Canfor recorded an operating loss of $415.9 million in the fourth quarter of 2025 on sales of $1,282.3 million, and it posted a net loss of $390.5 million, or $3.35 per share. The quarter included asset write-downs and impairments of about $320.4 million (including a $52.5 million write-off of a previously recognized deferred tax asset) and adjusting and one-time items totaling $270.9 million.
Impairments included $213.9 million in the lumber segment and $106.5 million in pulp and paper (which includes the deferred tax asset write-off). After adjustments, the company reported an adjusted operating loss of $145.0 million, compared with a similarly adjusted operating loss of $111.3 million in the third quarter.
North American lumber markets remained under pressure through most of the quarter as elevated countervailing and anti-dumping duties and heightened uncertainty following the introduction of a 10% tariff under Section 232 in October weighed on demand. Benchmark lumber prices improved late in the quarter after industry-wide sawmill curtailments announced in mid-December, low inventory levels, and seasonal production curtailments tightened supply.
Lumber production rose 2% from the previous quarter, driven primarily by a full-quarter contribution from the recently acquired Hedin sawmills in Europe, partly offset by seasonal holiday downtime across operating regions. Production and shipments declined in North America due to year-end downtime, while Europe posted higher production and shipments following seasonal summer downtime in the prior quarter.
Offshore lumber demand and pricing in Asia stayed subdued, with weakness in China’s housing and real estate sectors weighing on pricing and Japan demand moderating with relatively flat pricing versus the prior quarter. In Europe, demand remained under pressure despite seasonal inventory replenishment, while constrained spruce log availability and persistently high log costs limited buying.
In pulp and paper, Canfor Pulp Products reported an operating loss of $85.6 million versus $16.0 million in the prior quarter, and an adjusted operating loss of $28.1 million versus $11.1 million. The quarter included reduced pulp production tied to scheduled maintenance downtime at the Northwood NBSK pulp mill.
Global softwood pulp markets were relatively flat as producer inventories remained elevated, ending December at 47 days of supply, the top end of the company’s stated balanced range of 39 to 47 days. U.S.-dollar NBSK list prices to China finished December at US$690 per tonne; the quarterly average was US$671 per tonne, down 3% from the prior quarter, and the average list price to North America fell 8% from the prior quarter.

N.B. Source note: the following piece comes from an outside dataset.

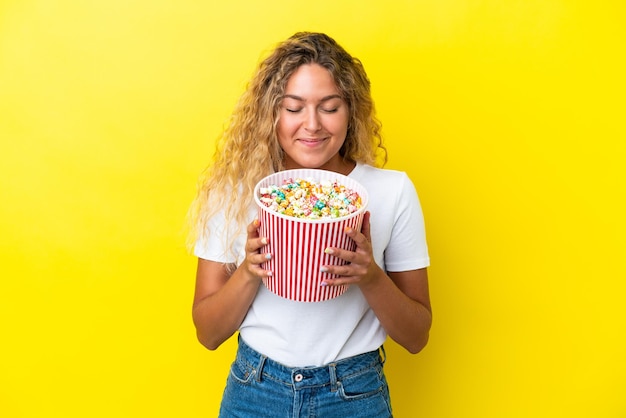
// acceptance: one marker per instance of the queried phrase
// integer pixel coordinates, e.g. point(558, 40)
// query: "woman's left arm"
point(400, 300)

Canfor planned no major maintenance outages at its pulp mills in the first quarter of 2026. It scheduled a second-quarter outage at the Intercontinental NBSK mill that it expected would reduce market pulp production by 20 thousand tonnes, with no further scheduled downtime expected for the rest of 2026. Management forecast further deterioration in pulp results in the first quarter of 2026 and said covenant non-compliance at March 31, 2026 was highly probable, with lender discussions paused while a proposed transaction remained pending and with plans to seek additional temporary covenant relief if the transaction did not close.